TRC: Earnings Beat on Cost Efficiency, Future Job Wins Key Amidst Rating Downgrade
Investment Bank | TA SECURITIES |
---|---|
TP (Target Price) | RM0.25 (+25.0%) |
Last Traded | RM0.20 |
Recommendation |
Core earnings for 1HFY25 significantly surpassed both TA Securities’ and consensus full-year expectations, primarily driven by robust cost efficiencies. The company recorded RM14.0 million in core earnings, exceeding 88.2% and 85.6% of the respective full-year estimates.
Performance Review
Revenue saw a healthy 28.6% year-on-year increase, supported by steady progress on ongoing construction projects. Profitability was notably enhanced by easing input costs, which led to stronger-than-expected gross margins. Quarter-on-quarter, core earnings surged an impressive 78.3%, despite a marginal 1.9% dip in revenue, attributed to a weaker contribution from the hotel division during the low season.
Challenges and Revisions
Despite the strong earnings performance, the investment bank highlights concerns regarding the absence of new job wins year-to-date. This has led to a downward revision of annual replenishment assumptions for FY25-27F from RM700 million to RM500 million. Additionally, net cash saw a marginal decrease, settling at RM290.9 million from RM296.6 million a quarter prior.
Future Outlook
The unbilled construction order book stands at RM520 million, representing 1.1 times FY24 construction revenue. Management expresses optimism about securing new contracts by year-end, supported by a substantial tender book of approximately RM1.5 billion. Further earnings prospects could be bolstered by the second phase launch of Ara Sentral in 2QCY26, with an estimated Gross Development Value (GDV) of RM600 million. However, TA Securities maintains a cautious stance, noting that slower-than-expected job replenishment in FY25 raises questions about the company’s competitiveness against stronger rivals, potentially capping near-term earnings growth.

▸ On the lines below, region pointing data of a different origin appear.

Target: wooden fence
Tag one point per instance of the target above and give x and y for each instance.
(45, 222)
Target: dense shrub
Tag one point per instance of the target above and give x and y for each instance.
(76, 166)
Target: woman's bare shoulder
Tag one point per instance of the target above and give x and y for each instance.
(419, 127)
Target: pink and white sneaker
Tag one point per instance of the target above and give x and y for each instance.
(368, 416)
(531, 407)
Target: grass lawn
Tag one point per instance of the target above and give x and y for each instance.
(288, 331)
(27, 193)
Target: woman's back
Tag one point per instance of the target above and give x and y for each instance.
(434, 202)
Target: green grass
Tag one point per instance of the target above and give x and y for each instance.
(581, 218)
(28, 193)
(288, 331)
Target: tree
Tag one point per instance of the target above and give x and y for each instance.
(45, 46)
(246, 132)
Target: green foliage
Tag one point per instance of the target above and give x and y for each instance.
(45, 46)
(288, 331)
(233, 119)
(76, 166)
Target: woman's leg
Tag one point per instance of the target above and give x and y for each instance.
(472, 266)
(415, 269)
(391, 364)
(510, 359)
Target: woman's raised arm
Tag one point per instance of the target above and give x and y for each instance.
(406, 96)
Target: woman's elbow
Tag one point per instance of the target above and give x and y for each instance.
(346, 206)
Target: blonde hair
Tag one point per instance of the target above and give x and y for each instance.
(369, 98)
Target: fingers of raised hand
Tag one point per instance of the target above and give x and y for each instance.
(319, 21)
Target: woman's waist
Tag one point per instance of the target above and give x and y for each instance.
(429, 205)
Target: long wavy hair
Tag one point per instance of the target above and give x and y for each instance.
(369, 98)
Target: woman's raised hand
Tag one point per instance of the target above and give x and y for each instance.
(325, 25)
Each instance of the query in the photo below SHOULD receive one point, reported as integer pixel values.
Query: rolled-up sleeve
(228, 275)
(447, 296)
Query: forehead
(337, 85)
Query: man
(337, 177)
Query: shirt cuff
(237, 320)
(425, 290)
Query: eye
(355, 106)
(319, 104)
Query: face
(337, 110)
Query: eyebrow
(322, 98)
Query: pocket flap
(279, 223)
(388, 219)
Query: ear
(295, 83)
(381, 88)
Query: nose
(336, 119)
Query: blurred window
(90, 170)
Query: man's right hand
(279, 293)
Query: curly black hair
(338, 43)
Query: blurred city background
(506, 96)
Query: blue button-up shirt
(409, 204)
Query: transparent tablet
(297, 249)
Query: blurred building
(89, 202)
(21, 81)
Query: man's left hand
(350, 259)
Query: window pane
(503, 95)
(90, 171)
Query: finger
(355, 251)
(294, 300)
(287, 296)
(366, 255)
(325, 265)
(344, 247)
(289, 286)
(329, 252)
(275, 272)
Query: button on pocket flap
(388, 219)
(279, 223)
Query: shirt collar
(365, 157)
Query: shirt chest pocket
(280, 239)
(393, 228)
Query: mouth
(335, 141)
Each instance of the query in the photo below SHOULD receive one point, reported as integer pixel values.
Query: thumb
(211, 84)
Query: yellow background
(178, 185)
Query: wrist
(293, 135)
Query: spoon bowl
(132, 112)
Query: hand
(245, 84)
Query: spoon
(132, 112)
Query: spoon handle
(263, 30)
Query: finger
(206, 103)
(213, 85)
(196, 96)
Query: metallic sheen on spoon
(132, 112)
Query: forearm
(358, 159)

Analyst Rating and Target Price
Following the mixed performance and outlook, TA Securities revised its target price upwards to RM0.37 (from RM0.35), despite lowering its target Price-to-Earnings Ratio (PER) to 8x (from 10x) due to heightened concerns over earnings sustainability. Concurrently, the firm downgraded its recommendation on the stock from Buy to Hold.